Agatha Raisin continues her duel with choleric DCI Wilkes when he writes off a murder as an accident. Agatha’s detective agency is doing well. So is her romance with former DI John Glass, who’s soon to leave on a two-week cruise as a dance instructor. Attending a lecture on bird watching given by three local Cotswolds women whose friendship is long but rocky, Agatha watches as they’re threatened by Gethin “Guy” Fawkes, a local farmer who doesn’t want anyone "trespassing" on his land to look at birds, even though the women say they have a legal "right to roam." On their way out for dinner the next day, Agatha and John come upon a road closure, and her old friend DS Bill Wong tells them that a woman’s been killed by a falling tree. The woman is Joan Feldrake, one of the birders, and both Agatha and a reporter think that something’s not right with the accident scenario. Joan’s brother is dating Mary, another of the birders, and seems in an awful hurry to wrap up her estate. In the meantime, Agatha’s flamboyant friend Roy Silver, who’s horse riding in the area, tells Agatha that one of the neighbors of the riding stable suspects Fawkes of stealing her sheep, even though they’re not actually disappearing. Since two of the birders have been lured to the woods by a message about a rare bird, Agatha and Roy go looking for Joan’s missing phone and find another body. The phone opens up new avenues of investigation in a case of multiple murders with many red herrings. Lots of mystery in a package that makes you laugh and cry. Copyright © Kirkus Reviews, used with permission.


Book list
From Booklist, Copyright © American Library Association. Used with permission.

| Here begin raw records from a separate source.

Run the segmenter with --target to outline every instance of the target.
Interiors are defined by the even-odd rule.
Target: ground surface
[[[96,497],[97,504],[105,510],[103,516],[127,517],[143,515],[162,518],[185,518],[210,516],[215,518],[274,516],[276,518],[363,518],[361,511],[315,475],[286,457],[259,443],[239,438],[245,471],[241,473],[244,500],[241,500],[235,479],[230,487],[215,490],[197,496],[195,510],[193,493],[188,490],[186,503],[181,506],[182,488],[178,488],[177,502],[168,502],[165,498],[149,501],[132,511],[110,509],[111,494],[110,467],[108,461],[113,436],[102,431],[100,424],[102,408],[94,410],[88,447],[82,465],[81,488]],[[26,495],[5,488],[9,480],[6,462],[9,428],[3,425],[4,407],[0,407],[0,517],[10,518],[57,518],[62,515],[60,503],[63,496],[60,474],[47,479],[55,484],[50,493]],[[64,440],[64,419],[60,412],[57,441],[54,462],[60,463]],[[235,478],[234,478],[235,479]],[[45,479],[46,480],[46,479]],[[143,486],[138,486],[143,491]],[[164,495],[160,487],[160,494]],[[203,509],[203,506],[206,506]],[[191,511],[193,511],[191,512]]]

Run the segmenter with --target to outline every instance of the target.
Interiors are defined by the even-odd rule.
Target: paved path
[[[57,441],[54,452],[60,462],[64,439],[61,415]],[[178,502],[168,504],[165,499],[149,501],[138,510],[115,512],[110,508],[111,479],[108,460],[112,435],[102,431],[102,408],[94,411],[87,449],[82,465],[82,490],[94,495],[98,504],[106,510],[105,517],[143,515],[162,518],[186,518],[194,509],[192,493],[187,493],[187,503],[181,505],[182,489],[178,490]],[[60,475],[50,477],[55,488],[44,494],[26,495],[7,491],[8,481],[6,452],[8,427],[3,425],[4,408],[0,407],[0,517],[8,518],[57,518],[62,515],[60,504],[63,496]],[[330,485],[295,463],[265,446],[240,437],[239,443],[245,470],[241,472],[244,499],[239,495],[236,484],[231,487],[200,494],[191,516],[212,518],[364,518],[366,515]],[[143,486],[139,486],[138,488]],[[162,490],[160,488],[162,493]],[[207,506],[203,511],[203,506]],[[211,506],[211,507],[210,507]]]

Readers should know that although the publisher gives M. C. Beaton top billing, this Cotswolds cozy is not by Beaton, who died in 2019, but by R. W. Green, who has very ably carried on the franchise since he completed Beaton’s Hot to Trot, published posthumously in 2020. In this, the 36th installment in the Agatha Raisin series, Green brings back the snarky, vain, yet insightful Agatha, who heads her own detective agency. He also serves up what every cozy reader loves: tea and sherry at the vicarage; village pubs with low beams and gleaming horse brasses; and honeyed Cotswolds stone cottages. The mystery centers on birding in the countryside, and one irascible farmer’s objection to birders on his land. Three enthusiastic, contentious women vie with each other for ascendancy. One of them is found dead, presumably felled by a tree. Then another of the trio’s body is discovered in a pond, and Agatha is off and running in her investigation. Fans of the series will enjoy this new volume.